Cybercrime continues to be an increasingly lucrative business for criminals and nation-states, according to a survey by McAfee.
Using publicly-available reports on losses and not-for-attribution interviews with cybersecurity officials, the company says it estimates the monetary loss to organizations and countries from cybercrime last year was approximately $945 billion (all figures in U.S. dollars), a 50 per cent hike in two years.
The total represents not only losses from monetary assets (including cash theft and ransomware payments) and intellectual property but also system downtime, incident response costs, reduced efficiency and hits to brand reputation. Despite global spending on cybersecurity expected to exceed $145 billion in 2020, the longest average interruption to operations was 18 hours, averaging more than half a million dollars per victim organization.
Called The Hidden Cost of Cybercrime, the authors admit part of the increase can be accounted for by better reporting, as well as better tactics by attackers, including the successful use of phishing schemes and ransomware.
Despite knowing that cybercrime is a fact of doing business, researchers found that most organizations don’t have plans in place to mitigate the impact of security incidents on their operations.
“In fact, IT decision-makers think some departments are not made aware of IT security incidents,” the report reads. “Amazingly, slightly more than half of the surveyed organization said they do not have plans to both prevent and respond to a cyber incident.”
Some 1,500 organizations were surveyed for the report. Out of the 951 that had a response plan, only 32 per cent said the plan was actually effective. Usually, the report adds, the board or the C-suite was not involved in developing the plans.
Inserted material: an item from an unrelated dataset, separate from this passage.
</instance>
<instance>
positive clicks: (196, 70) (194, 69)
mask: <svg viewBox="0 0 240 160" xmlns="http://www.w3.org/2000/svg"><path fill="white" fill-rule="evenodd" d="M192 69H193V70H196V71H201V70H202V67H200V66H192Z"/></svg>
“One of the biggest challenges is the lack of an organization-wide understanding of cyber risk,” says the report. “This makes companies and agencies vulnerable to sophisticated social engineering tactics, and, once a hack has succeeded, they fail to recognize the problem in time to stop the spread of malware. The increased (and unavoidable) use of personal devices, such as
smartphones or tablets, expands the attack surface and complicates the management of cybersecurity. The time and cost of recovery can be considerable and can often involve outside organizations specializing in cybersecurity, public relations, and legal teams.”
Only 44 per cent of the survey respondents said that they have plans in place to both prevent and respond to IT security incidents. Although 32 per cent of decision-makers said, the organization has a plan to prevent IT security incidents, the report argues they do not seem to be as prepared to respond because only 19 per cent said a response plan exists. And these plans were not regarded
as useful or successful: Only 32 per cent of the respondents found their organization’s plans to be completely successful in responding to IT security incidents. And, although most (62 per cent) consider them “somewhat successful,” it speaks to room for improvement, say the report’s authors.
“The reality of cybersecurity is that we cannot eliminate risk. At best, we can manage it. Publicly available information suggests that a few firms have lost hundreds of millions of dollars and many more firms have lost tens of millions of dollars, but these losses have so far proven to be manageable,” the authors wrote. “Relatively basic measures could improve performance—better cyber hygiene and, as our survey found, better planning and greater awareness among employees of the cost of cybercrime.”